Tudo isso motivado pelo sentimento de indignação contra esse formato de BC que tenta alijar a população de mais um instrumento de busca de seus direitos. A “reestruturação” das CAPs, nesse contexto oligopolista implacável, vai na contramão do resgate da cidadania, reiteradamente estimulado pela política do governo federal que aí está.

Esse é mais um passo que pretende o desmonte paulatino de todo o BC, até o desenho institucional final de banco central clássico. Um projeto que inclui a adequação de "ajustes" pontuais no bojo da implantação da "autonomia". Projeto esse que se esboça e traça aos poucos, mas que desconhecemos por completo e do qual a Diretoria nos quer afastados.

Essa tentativa de desmonte das CAPs é um retrocesso total na comunicação do Banco com a sociedade. É a aniquilação de uma ferramenta preciosa de divulgação dos serviços que o Banco pode prestar à população, com evidente prejuízo para a imagem do órgão.

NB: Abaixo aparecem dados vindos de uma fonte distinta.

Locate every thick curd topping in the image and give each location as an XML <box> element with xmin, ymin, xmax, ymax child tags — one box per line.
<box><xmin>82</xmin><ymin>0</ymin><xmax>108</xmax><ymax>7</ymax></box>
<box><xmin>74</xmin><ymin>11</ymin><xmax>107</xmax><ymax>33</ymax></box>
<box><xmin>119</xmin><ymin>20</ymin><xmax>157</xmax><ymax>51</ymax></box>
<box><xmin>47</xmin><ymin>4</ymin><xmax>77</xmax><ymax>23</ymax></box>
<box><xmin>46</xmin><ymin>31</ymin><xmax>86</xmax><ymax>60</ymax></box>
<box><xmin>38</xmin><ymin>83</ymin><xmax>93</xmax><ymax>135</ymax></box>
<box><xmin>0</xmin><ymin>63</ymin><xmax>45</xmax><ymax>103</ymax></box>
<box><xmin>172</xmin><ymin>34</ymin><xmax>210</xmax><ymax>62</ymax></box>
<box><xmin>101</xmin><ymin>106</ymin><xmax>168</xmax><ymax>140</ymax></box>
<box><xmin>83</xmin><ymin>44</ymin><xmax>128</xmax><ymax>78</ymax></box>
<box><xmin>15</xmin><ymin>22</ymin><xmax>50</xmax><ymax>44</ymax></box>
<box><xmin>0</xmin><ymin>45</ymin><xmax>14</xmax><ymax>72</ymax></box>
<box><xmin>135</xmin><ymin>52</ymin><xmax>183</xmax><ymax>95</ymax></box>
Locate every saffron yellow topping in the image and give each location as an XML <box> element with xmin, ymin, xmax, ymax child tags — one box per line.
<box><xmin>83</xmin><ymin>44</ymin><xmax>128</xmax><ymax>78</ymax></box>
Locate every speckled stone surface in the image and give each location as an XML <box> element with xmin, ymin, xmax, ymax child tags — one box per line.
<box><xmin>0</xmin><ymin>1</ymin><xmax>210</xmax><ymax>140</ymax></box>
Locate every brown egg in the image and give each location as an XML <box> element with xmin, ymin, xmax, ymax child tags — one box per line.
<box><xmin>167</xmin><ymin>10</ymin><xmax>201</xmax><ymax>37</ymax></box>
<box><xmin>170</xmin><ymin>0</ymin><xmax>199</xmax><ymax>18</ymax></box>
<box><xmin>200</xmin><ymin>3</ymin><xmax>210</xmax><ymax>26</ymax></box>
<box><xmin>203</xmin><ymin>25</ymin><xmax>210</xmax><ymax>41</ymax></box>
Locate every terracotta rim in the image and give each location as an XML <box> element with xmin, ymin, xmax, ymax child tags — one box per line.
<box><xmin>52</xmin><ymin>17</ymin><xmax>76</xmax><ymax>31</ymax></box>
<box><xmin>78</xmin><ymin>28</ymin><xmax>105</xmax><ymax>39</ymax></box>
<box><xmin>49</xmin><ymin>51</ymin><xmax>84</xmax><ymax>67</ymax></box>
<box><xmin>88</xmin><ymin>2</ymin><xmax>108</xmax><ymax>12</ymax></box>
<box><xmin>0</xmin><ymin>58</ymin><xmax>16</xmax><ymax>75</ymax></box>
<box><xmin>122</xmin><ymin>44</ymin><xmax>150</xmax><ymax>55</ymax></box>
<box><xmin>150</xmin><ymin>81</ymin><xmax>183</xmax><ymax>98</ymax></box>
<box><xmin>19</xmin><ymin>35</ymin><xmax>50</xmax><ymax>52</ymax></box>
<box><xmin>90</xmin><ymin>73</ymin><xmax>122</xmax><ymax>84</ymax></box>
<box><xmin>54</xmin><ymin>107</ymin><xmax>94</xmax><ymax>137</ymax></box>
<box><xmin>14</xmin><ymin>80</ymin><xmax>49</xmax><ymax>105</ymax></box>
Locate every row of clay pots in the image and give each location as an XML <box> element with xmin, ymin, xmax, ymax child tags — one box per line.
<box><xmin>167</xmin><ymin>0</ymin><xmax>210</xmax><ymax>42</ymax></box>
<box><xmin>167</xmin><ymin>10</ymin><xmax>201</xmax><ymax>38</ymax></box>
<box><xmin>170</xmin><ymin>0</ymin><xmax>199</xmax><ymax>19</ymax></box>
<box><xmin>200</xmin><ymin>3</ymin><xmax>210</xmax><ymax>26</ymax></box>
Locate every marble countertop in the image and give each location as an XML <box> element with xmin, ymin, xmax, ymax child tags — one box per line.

As CAPs são a face humana visível do BC. Já “entra em campo” prejudicada porque não tem na mídia a mesma visibilidade de sua outra face: a do COPOM dos juros. Imagine se for transformada em 0800!

O SINAL, porém, está agindo contra isso – o sindicato está tomando uma série de providências para sustar mais esse equívoco provocado pela Direção do Banco Central na condução de suas funções perante a sociedade.

1 – Solicitamos formalmente, anteontem, do Presidente Meirelles, audiência urgente para tratar do assunto;

2 – Estamos em contato com entidades da área de defesa do consumidor;

3 – A imprensa está sendo acionada para a maior divulgação possível;

4 – Vimos mantendo contato com parlamentares ligados à Comissão de Defesa do Consumidor da Câmara federal.

 

Vamos cobrar em todas as frentes: os bancos não podem mandar no Banco Central – Desde a famigerada reestruturação de 1999, o Banco Central vem sendo gradativamente dirigido nesse sentido “purista” da garantia da estabilidade monetária e da solidez do sistema financeiro.

 

A “solidez” do oligopólio nacional é que tem sido favorecida por esse direcionamento, que esvazia o que poderia ser a missão-cidadã do Banco – a proteção da economia popular – num país onde o povo é o grande desprotegido das leis que regem o SFN.

 

O SINAL é contra a reestruturação das CAPs na forma como ela se está configurando. E vai fazer o que estiver em seu alcance para impedi-la.